The life and work of a divinity professor who was dismissed from his post 126 years ago for his heretical writings on the Bible will be celebrated at a major symposium today.
William Robertson Smith was relieved of his professorship at the University of Aberdeen in 1881 for suggesting, in the Encyclopaedia Britannica, that the Bible was a series of historical documents rather than the literal word of God.
Undeterred, Robertson Smith went on to Cambridge where he edited the groundbreaking ninth edition of the Encyclopaedia Britannica while establishing himself as an outstanding scholar of pre-Islamic Arabic culture and major theorist of comparative religion.
His work contributed substantially to the development of Victorian anthropology and J.G. Frazer, author of enormously influential study of primitive cultures, The Golden Bough, wrote of his deep debt to Robertson Smith, whose work was also acknowledged by Sigmund Freud.
Now, over a century since he was asked to clear his desk, a major symposium on the life and work of Robertson Smith will take place at the University later today and on Friday.
Hosted by the Centre for Scottish Thought in association with the Research Institute of Irish and Scottish Studies, the programme is as follows:
Thursday 6 December, 4.15pm
William Robertson Smith: Social Scientist or Theologian?
Professor Robert Segal (University of Aberdeen)

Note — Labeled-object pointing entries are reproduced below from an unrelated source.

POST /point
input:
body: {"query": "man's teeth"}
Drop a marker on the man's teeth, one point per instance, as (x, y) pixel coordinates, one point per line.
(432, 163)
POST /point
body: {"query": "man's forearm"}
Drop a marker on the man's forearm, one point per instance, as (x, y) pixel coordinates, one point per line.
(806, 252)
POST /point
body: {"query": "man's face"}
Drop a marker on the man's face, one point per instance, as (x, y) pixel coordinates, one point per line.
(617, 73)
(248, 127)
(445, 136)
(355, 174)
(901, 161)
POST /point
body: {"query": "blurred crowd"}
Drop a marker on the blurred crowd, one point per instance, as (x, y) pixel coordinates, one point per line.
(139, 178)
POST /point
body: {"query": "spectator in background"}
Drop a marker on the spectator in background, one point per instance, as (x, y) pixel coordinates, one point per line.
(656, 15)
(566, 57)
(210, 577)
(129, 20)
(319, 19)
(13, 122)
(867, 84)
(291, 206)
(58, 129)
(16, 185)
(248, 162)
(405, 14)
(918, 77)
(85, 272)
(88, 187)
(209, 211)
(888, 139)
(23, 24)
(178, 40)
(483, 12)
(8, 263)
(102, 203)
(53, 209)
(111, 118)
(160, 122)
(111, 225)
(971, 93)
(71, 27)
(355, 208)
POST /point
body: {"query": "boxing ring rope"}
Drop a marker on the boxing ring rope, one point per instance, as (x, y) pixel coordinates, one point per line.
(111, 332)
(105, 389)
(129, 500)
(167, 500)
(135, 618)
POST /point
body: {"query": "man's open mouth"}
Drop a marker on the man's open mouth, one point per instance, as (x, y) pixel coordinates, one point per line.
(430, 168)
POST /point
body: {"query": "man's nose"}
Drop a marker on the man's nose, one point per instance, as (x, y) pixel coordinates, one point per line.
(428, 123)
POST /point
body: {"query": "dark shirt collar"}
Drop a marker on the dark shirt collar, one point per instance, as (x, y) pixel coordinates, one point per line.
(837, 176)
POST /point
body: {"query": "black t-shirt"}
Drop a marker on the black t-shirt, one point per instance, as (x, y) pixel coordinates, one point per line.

Robert A. Segal is Sixth Century Chair in Religious Studies, University of Aberdeen. He writes on theories of myth and on theories of religion. His publications include: Myth: A Very Short Introduction (Oxford 2004), and the Blackwell Companion to the Study of Religion (Blackwell 2005). He has also written a long introduction to a reprint of William Robertson Smith's Lectures on the Religion of the Semites (Transaction Publishers 2002).
5.00pm
William Robertson Smith and J. G. Frazer: 'genuit Frazerum?'
Professor Robert Ackerman
Robert Ackerman is the author of J. G. Frazer: His Life and Work (1987), an acclaimed biography, and is the editor of Selected Letters of Sir J. G. Frazer (2005). He is also the author of a pioneering study of the Cambridge Ritualists: The Myth and Ritual School (2002).
5.45 - 6.00pm Tea
6.00pm
Wellhausen, Robertson Smith and the Sociology of early Arabia and ancient Israel
Professor J.W. Rogerson (University of Sheffield)
John W. Rogerson is Professor of Biblical Studies Emeritus at the University of Sheffield. He is the author of, among many other books, Anthropology and the Old Testament (1978), Chronicle of the Old Testament Kings (1999), Old Testament Criticism in the Nineteenth Century: England and Germany (1984), and The Bible and Criticism in Victorian Britain: Profiles of F. D. Maurice and William Robertson Smith (1995).
6.45pm
From Pietism to Totemism:William Robertson Smith and Tübingen
Professor Bernhard Maier (University of Tuebingen)
Bernhard Maier is Professor of Religious Studies, General and European religious history at the University of Tübingen. His publications include:The religion of the Germans (2003); Small lexicon of the names and words of Celtic origin (2003);Stonehenge: archeology, history, myth (2005).
7.30pm Wine Reception
The symposium will continue on Friday 7th at 9.30am with:
William Robertson Smith's early Work on Prophecy - the Beginnings of Social Anthropology?
Professor Joachim Schaper (University of Aberdeen)
Joachim Schaper is professor of Hebrew, Old Testament and Early Jewish Studies at the University of Aberdeen. His publications include: Priester und Leviten im achämenidischen Juda (2000), and "Wie der Hirsch lechzt nach frischem Wasser . . ." (Biblisch-theologische Studien 63, 2004).
It will be followed by a discussion of Robertson Smith's German correspondents by Prof. Bernhard Maier and a general discussion of the work and influence of Robertson Smith.